After the two weeks of quarantine, Bob Burgess came over to check on us. Apparently he had texted William that he would stop by, but William had gone out to get his first five thousand steps anyway, so I was alone when Bob drove up the driveway. I went out and met him; he was standing on the small lawn area by the cliff, and he asked, Did I want to come out and sit with him? He had brought a fold-up lawn chair, and there were fold-up lawn chairs on the porch of the house we were in. So I put on my spring coat with William’s big cardigan over it and went and got one of the lawn chairs to go out and sit with Bob. He was wearing a mask that looked homemade, cloth with flowers in it, and I said, “Hold on,” and I went back inside and got a mask from William’s room—I found them in the clear plastic bag—and then we sat far apart from each other on the lawn chairs, I mean farther than we would have if not for the pandemic.

“Weird time,” Bob said, leaning forward with his elbows on his knees, and I said, “Yes, it is so weird.”

And it was so cold up there on top of that cliff, the wind was whipping around, but Bob did not seem cold; I put William’s sweater partly over my head.

Bob leaned back and looked around, and I understood that he was shy—this came to me then—so I said, “Bob, I can’t believe how good you’ve been to us.

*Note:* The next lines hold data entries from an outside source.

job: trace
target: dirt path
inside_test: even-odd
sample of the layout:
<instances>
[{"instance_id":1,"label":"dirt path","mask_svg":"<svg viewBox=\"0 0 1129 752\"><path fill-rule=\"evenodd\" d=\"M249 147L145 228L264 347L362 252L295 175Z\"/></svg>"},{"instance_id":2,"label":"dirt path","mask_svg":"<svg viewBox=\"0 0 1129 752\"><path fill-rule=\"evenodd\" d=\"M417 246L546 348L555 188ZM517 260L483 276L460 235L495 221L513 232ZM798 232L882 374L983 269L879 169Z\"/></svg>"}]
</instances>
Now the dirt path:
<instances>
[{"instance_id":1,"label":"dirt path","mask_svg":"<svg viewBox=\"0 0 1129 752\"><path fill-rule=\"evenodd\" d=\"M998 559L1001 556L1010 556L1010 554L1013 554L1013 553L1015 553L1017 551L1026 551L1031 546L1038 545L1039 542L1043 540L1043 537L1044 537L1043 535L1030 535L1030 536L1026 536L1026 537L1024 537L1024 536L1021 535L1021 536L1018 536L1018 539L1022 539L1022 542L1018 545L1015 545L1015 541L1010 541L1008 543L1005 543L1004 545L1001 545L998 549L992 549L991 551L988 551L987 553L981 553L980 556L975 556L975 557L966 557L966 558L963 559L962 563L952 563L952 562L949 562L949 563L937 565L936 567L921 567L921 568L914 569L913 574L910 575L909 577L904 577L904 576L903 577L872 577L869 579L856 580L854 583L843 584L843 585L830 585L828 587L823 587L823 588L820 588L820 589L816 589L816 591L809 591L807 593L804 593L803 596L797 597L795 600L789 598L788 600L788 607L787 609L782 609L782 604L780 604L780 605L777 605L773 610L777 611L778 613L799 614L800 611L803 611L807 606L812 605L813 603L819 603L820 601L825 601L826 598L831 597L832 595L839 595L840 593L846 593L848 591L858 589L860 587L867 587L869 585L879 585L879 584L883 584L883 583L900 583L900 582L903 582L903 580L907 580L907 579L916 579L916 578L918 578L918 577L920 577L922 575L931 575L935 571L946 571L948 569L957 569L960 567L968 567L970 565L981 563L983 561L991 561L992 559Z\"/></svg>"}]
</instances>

God. Thank you. And thank you for the wine too.”

He looked at me then, he had pale blue eyes, and there was, I saw, a kind of sweet sadness to him. He was a big man, though not fat, and he had a gentleness in his face that made him look younger than he probably was, though with the mask it was hard to tell. “No problem. Glad to help you out. You know, William’s been a friend of Pam’s for years, so I was glad to be able to help you folks.” I felt a sense of almost guilt—this was the woman, Bob’s ex-wife, who had been sleeping with William way back, but Bob gave no indication that he knew of this or, if he did, that it was still a problem in any way. He said, “My wife, Margaret, would be here, but to be honest she has a little prejudice against New Yorkers.” He said this without guile, and I liked him for it. I said, “You mean, just because we’re from New York?” And he waved a hand and said, “Oh yeah, a lot of people up here feel that way, that New Yorkers think they’re better than others,” and I said, “I get it.” Because I did.